Fed officials talk about discussions about curtailing asset purchases
Some Fed officials believe that the U.S. Central Bank should establish a path to cut some of its reserves. A lot of financial support If the economic recovery accelerates further, the impact on the economy will be even greater.
According to the minutes of the Federal Open Market Committee meeting in late April, officials generally stated that the U.S. economy is “far away” from achieving the dual goals of full employment and price stability, and that a very loose monetary policy is still needed. But some people believe that the time for the Fed to change its position may be around this year.
The minutes of the meeting said: “Many participants believe that if the economy continues to progress rapidly towards the goals of the committee, it may be appropriate to start discussing plans to adjust the pace of asset purchases at some point in the upcoming meeting.”
The Federal Reserve, under the chairmanship of Jay Powell, currently buys $120 billion in U.S. Treasury bonds and institutional mortgage-backed securities every month, and has vowed to continue this pace until it achieves inflation and employment goals. “Making greater progress” so far.
The minutes of the meeting emphasized the Fed’s commitment to handle any policy transitions with care – a more cautious approach than the former Fed Chairman Bernanke adopted in 2013. Bernanke’s discussion of withdrawing policy support triggered a so-called conical tantrum.

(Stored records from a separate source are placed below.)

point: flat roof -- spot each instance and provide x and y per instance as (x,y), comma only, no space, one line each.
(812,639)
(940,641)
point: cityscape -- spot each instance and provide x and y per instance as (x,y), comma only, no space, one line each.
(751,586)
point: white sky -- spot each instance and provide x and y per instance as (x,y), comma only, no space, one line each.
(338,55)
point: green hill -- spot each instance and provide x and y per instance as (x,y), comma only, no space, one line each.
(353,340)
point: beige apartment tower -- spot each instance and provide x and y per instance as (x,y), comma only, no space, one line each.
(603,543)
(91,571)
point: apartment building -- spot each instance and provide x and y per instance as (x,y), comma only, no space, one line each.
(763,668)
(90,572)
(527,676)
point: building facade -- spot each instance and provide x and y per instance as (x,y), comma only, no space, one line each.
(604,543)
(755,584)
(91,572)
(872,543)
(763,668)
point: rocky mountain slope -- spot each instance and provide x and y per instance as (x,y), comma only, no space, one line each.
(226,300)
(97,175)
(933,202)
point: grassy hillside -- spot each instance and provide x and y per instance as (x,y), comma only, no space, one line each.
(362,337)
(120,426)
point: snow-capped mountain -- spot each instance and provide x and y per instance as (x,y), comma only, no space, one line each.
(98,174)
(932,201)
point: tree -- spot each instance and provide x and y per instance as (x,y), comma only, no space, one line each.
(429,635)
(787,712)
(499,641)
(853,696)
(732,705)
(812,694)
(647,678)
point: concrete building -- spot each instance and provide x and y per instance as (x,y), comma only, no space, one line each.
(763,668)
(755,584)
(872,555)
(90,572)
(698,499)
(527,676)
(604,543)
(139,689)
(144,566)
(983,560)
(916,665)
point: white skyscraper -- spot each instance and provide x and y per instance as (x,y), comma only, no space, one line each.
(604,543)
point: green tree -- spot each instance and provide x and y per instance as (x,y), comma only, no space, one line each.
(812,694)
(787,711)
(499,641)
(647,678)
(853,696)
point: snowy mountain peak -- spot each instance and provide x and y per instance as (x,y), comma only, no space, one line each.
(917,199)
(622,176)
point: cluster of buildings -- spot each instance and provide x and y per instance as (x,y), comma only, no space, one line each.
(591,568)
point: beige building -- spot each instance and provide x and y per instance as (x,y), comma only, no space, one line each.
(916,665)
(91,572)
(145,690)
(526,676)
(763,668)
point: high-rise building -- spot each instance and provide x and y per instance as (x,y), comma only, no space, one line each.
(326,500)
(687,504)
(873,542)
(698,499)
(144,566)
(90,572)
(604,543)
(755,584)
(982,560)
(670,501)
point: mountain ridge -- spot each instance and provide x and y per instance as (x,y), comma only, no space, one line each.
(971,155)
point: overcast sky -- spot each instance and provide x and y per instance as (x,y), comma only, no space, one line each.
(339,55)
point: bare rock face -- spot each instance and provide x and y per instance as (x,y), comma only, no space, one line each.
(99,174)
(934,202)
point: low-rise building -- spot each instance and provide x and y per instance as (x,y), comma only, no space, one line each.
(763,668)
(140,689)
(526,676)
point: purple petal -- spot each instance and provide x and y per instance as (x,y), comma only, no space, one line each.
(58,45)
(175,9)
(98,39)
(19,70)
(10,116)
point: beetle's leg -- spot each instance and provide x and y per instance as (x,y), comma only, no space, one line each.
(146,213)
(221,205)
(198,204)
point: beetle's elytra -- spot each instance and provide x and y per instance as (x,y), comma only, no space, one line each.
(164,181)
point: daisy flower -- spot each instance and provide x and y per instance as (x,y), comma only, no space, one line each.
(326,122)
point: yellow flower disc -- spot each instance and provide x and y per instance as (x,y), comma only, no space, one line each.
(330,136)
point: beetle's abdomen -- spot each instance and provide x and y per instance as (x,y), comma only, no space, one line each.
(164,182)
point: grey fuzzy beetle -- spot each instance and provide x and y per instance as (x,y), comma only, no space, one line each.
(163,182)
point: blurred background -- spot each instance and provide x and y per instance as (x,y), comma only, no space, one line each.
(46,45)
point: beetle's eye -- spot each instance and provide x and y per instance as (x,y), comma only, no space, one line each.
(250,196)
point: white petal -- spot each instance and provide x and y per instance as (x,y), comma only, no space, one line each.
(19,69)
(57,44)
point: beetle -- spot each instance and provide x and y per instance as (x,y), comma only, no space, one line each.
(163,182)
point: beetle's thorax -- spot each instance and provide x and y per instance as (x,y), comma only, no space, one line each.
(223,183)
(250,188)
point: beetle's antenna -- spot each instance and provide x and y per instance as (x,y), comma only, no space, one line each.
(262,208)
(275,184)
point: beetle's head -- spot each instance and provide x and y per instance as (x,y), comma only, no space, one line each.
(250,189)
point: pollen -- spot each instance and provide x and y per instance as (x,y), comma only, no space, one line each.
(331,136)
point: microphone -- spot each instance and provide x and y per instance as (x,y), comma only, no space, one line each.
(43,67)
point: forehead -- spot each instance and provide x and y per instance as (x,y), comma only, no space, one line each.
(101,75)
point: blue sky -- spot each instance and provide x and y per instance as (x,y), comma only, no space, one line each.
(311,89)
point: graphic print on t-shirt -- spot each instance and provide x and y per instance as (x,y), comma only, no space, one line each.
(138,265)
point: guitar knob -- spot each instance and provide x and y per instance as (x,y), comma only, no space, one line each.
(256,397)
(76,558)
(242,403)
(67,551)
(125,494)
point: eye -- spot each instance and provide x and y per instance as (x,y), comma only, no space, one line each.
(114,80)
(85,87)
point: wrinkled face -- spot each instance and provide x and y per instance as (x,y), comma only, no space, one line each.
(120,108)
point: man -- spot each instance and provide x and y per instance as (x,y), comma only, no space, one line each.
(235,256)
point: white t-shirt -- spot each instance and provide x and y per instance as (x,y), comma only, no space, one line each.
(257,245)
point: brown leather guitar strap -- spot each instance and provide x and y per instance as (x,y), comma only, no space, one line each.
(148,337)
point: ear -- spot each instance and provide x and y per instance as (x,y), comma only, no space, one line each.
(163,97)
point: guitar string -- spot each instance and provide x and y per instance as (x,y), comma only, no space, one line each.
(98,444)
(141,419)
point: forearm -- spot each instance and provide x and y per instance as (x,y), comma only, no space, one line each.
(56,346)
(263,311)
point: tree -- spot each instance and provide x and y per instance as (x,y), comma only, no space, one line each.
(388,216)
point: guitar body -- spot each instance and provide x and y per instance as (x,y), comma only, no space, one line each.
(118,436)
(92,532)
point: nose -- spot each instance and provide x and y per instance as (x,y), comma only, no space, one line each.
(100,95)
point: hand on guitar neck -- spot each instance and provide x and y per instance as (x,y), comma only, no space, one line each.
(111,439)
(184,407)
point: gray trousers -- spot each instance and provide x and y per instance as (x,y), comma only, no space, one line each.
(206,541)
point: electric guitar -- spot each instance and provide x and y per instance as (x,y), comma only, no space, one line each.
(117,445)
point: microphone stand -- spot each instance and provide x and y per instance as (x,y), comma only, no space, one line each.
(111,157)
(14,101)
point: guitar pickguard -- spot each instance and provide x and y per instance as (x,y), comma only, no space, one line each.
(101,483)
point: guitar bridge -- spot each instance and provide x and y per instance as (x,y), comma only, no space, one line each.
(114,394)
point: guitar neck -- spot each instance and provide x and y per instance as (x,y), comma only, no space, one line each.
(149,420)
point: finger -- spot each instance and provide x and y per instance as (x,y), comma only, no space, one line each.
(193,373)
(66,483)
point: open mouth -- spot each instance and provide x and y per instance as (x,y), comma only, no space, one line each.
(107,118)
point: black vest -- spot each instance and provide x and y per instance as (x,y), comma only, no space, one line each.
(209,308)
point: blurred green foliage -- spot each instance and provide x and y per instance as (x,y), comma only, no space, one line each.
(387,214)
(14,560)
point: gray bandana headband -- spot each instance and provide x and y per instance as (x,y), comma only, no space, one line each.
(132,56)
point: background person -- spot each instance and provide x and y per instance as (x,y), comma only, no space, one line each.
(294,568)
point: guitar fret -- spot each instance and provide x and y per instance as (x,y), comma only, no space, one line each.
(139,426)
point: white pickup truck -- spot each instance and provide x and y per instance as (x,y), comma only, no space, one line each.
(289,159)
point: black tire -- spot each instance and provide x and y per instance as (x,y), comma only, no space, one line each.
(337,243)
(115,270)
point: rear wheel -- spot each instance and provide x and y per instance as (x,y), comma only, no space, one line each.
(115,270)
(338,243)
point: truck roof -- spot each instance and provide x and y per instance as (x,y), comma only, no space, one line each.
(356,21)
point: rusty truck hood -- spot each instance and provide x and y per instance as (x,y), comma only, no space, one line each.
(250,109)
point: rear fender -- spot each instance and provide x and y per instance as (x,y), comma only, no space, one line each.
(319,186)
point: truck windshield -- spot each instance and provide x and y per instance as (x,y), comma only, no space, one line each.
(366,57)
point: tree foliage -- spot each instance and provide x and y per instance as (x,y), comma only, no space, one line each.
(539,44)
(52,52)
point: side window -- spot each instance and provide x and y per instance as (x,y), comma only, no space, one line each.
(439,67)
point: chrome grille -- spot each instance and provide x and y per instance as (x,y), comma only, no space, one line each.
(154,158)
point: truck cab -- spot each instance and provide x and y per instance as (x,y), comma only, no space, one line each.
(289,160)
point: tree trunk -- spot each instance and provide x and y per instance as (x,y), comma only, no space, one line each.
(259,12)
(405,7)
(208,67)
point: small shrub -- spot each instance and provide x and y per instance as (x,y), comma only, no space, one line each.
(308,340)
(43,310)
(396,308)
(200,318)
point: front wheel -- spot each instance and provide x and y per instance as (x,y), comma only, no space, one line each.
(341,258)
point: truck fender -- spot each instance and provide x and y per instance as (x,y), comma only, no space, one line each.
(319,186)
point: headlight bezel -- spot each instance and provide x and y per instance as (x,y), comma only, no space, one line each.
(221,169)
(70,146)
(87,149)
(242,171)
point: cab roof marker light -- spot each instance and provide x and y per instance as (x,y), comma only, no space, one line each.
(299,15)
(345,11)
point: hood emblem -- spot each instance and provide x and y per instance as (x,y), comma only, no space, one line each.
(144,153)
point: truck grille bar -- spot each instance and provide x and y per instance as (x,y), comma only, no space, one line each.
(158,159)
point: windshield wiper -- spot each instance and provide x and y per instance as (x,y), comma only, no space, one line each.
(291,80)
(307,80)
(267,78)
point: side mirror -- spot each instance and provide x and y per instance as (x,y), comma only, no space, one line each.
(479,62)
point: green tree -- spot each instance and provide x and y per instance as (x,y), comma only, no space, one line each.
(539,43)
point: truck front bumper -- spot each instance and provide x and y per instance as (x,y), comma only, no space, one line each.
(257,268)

Leading to a sharp tightening of austerity policies. Global financial situation.
The minutes of the meeting said: “Many participants emphasized that it is important for the committee to communicate its assessment of the progress of the long-term goal before it may be judged to be sufficient to ensure that the speed of asset purchases changes.” The timing of this will depend on economic development and progress towards achieving the committee’s goals.”
The Federal Open Market Committee (FOMC) met in late April, after the employment report was relatively weak, and data showed that rising consumer prices have triggered concerns about labor mismatch. Rising inflation rate, Complicating the prediction of the trajectory of the US recovery from the pandemic.
According to the minutes of the meeting, most US monetary policy makers remain relatively optimistic about inflation. “As the economy further opens up, the surge in demand” will make the consumer price inflation rate “slightly higher” 2%, but “after the temporary impact of these factors has weakened, participants generally expect the actual inflation rate to ease.”
The minutes of the meeting added: “Looking forward, participants expect that the inflation rate will be consistent with the achievement of the committee’s goals.”
The sell-off of US government bonds resumed on Wednesday, thereby raising yields. The yield on the benchmark 10-year U.S. Treasury bond rose by 0.05 percentage points to 1.69%.
Short-term bonds also participated in the sell-off, with the yield on the two-year Treasury bond climbing 0.02 percentage points to 0.35%. The price of the five-year Treasury bond rose by about 0.05% to 0.86%.